Published 14 Feb 2024 in cs.IR and cs.AI | (2402.08921v1)

Abstract: Session-based recommendation has gained increasing attention in recent years, with its aim to offer tailored suggestions based on users' historical behaviors within sessions. To advance this field, a variety of methods have been developed, with ID-based approaches typically demonstrating promising performance. However, these methods often face challenges with long-tail items and overlook other rich forms of information, notably valuable textual semantic information. To integrate text information, various methods have been introduced, mostly following a naive fusion framework. Surprisingly, we observe that fusing these two modalities does not consistently outperform the best single modality by following the naive fusion framework. Further investigation reveals an potential imbalance issue in naive fusion, where the ID dominates and text modality is undertrained. This suggests that the unexpected observation may stem from naive fusion's failure to effectively balance the two modalities, often over-relying on the stronger ID modality.
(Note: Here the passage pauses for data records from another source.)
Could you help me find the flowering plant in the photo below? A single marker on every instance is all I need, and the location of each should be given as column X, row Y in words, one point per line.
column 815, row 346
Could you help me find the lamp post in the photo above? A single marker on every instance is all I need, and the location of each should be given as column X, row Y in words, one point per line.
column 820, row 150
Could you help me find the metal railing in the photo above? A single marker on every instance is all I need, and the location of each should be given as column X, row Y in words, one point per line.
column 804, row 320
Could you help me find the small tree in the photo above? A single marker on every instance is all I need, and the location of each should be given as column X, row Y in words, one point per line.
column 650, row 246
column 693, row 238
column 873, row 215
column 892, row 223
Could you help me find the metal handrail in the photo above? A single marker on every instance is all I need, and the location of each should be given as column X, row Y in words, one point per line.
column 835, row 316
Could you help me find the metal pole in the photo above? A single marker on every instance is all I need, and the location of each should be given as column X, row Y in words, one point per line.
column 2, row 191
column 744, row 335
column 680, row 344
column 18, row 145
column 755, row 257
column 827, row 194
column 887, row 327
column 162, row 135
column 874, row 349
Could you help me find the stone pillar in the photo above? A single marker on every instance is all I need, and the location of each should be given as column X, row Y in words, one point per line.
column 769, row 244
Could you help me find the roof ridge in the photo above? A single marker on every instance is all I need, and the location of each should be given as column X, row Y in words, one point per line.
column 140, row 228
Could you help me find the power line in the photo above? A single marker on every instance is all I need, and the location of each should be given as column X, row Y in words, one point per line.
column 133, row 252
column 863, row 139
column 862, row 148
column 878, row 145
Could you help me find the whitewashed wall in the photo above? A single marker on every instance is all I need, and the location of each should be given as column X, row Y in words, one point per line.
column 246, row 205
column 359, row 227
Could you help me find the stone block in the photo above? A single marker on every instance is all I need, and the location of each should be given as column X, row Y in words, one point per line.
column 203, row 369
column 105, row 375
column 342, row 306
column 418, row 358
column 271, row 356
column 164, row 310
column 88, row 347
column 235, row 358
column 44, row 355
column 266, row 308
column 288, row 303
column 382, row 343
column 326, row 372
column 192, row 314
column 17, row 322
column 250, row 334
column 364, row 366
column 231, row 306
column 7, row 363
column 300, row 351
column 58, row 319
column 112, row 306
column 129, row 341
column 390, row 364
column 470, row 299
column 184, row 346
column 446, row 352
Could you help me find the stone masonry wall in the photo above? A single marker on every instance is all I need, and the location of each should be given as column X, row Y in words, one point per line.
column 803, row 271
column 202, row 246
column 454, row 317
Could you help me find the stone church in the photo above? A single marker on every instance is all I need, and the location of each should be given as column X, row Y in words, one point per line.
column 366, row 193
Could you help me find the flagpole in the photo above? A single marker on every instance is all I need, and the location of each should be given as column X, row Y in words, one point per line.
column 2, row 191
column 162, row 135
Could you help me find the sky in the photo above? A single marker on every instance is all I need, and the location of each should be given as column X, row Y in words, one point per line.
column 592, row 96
This insight suggests that naive fusion might not be as effective in combining ID and text as previously expected. To address this, we propose a novel alternative training strategy AlterRec. It separates the training of ID and text, thereby avoiding the imbalance issue seen in naive fusion. Additionally, AlterRec designs a novel strategy to facilitate the interaction between the two modalities, enabling them to mutually learn from each other and integrate the text more effectively. Comprehensive experiments demonstrate the effectiveness of AlterRec in session-based recommendation. The implementation is available at https://github.com/Juanhui28/AlterRec.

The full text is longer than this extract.